Under Governor Brownback’s proposed plan:

• The poorest 20 percent of Kansas taxpayers would pay 0.2 percent more of their income in taxes each year, or an average increase of $22.

• The middle 20 percent of Kansas taxpayers would pay 0.2 percent less of their income in taxes each year, or an average cut of $104.

• Upper-income families, by contrast, reap the greatest benefit with the richest one percent of Kansans, those with an average income of over a million dollars, saving an average of $6,528 a year.

This isn’t Governor Brownback’s first attempt at changing the state’s tax structure. These proposed changes are on top of the $700 million in tax cuts he signed into law last year. The 2012 tax changes include:

• Reducing and compressing tax rates to 3.0 and 4.9 percent

• Exempting all “pass-through” business income from the personal income tax base.
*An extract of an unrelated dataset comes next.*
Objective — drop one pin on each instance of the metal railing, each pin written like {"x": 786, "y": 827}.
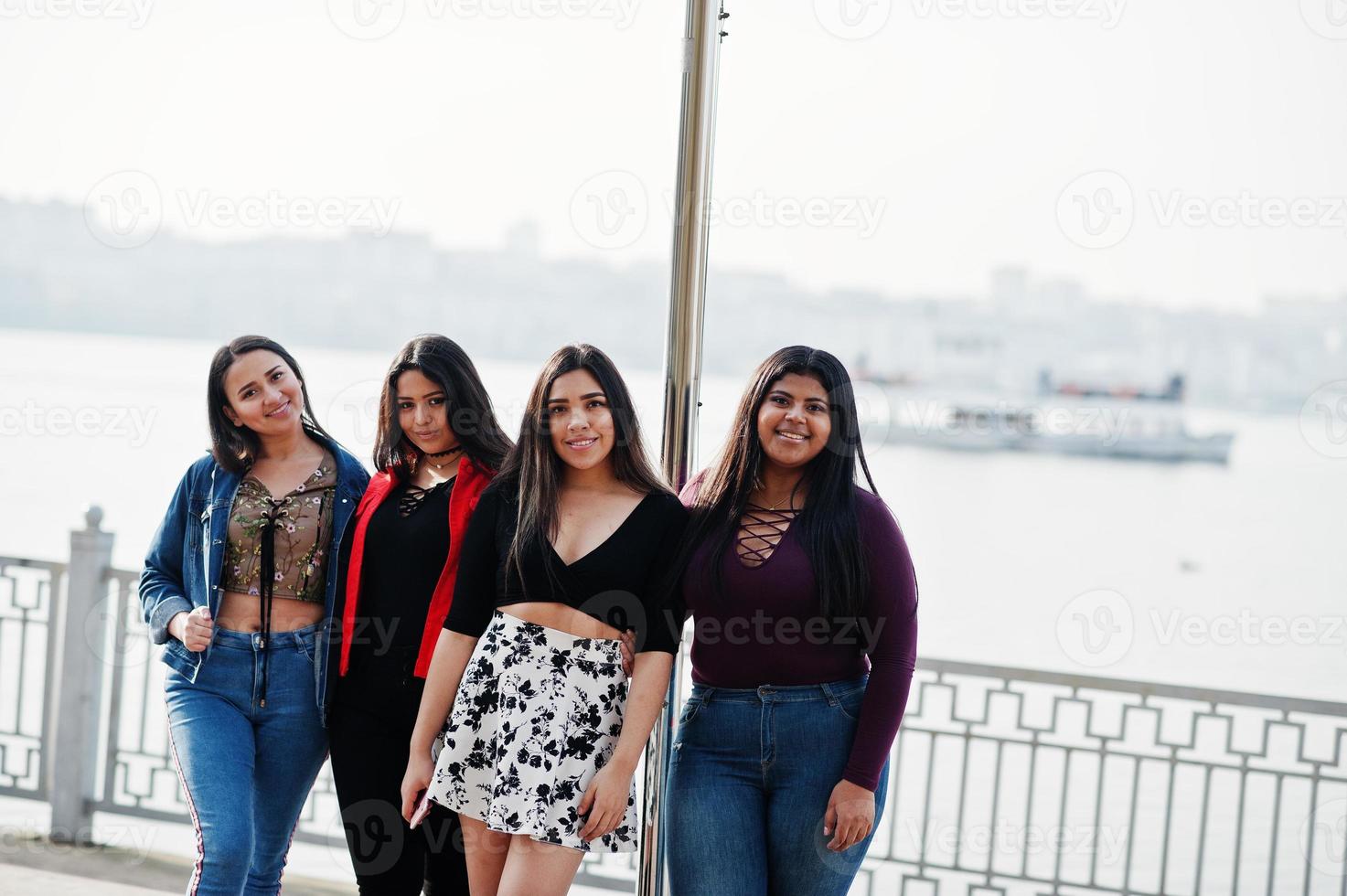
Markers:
{"x": 1002, "y": 781}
• Eliminating some tax credits including the Food Sales Tax Rebate, the dependent care credit, and Homestead Property Tax Refund for renters.

• Increasing the standard deduction for head of household fi lers and married couples.

Adding the Governor’s new proposal on top of those tax changes he signed into law last year, the total price tag of the Governor’s proposals rises to over $1.1 billion, and the tax hike faced by poor Kansans continues to grow. In particular:

• The poorest 20 percent of Kansas taxpayers would pay 0.8 percent more of their income in taxes each year, or an average increase of $95.

• The middle 20 percent of Kansas taxpayers would pay 0.7 percent less of their income in taxes each year, or an average cut of $334.

• Upper-income families, by contrast, reap the greatest benefit with the richest one percent of Kansans, those with an average income of over a million dollars, saving an average of $27,962 a year.

As lawmakers debate Governor Brownback’s proposal they should be aware of the cost of these new proposals and know how these new changes exacerbate the state’s budget shortfall in the context of tax cuts already signed into law last year.